Orlando Pierri nace en Buenos Aires en 1913, hijo de Genaro Pierri y Angela Devita, ambos inmigrantes italianos. En 1934 obtiene su título de Profesor Nacional de Dibujo en la Escuela Nacional de Arte y, tres años más tarde, parte rumbo a París, en viaje de estudios. Allí entra en contacto con artistas y obras del movimiento surrealista, André Breton y Salvador Dalí, entre muchos otros, vanguardia que para ese momento estaba en su apogeo, poco antes de la declaración de la Segunda Guerra Mundial, que desgranará al grupo inicial. Retorna a la Argentina cuatro meses después y comienza su período surrealista. Otros artistas trabajan temas similares y así se conforma el Grupo Orión (Luis Barragán, Ideal Sánchez, Bruno Venier, Leopoldo Presas y Vicente Forte, entre otros). Dos años más tarde, en 1939, realizarán la primera exposición del grupo, uno de los momentos que la historia del arte recuerda de esa década.

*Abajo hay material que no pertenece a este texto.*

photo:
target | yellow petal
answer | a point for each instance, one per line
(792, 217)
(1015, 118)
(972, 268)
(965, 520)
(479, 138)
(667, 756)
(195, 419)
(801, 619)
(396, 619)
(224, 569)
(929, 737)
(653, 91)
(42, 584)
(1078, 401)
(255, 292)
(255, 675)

A partir de entonces, su vida transcurre entre viajes dentro y fuera del país y con el paso de los años se aboca también a la tarea docente. Su pintura, por su parte, sigue su camino y con el transcurso de las décadas vemos cómo cambian sus intereses: paisajes, abstracción y naturalezas muertas. Así, puede que Orlando sea mayormente recordado por sus obras juveniles surrealistas, pero en verdad es un artista vital que se abocó a la investigación del medio de la pintura durante más de cincuenta años. A lo largo de su carrera realizó numerosas muestras, tanto colectivas como individuales, en el país y en el exterior. De todos los premios que recibió, se destacan, en 1964, el Gran Premio de Honor del Salón Nacional y en 1973, el Premio Palanza. En 1940 se casa con Minerva Daltoe, colega pintora, y en 1954 nace su único hijo, Duilio. Orlando Pierri muere en 1991.


"Sin título", Tiziana Pierri, acrílico sobre tela,160 x 150 cm, 2008.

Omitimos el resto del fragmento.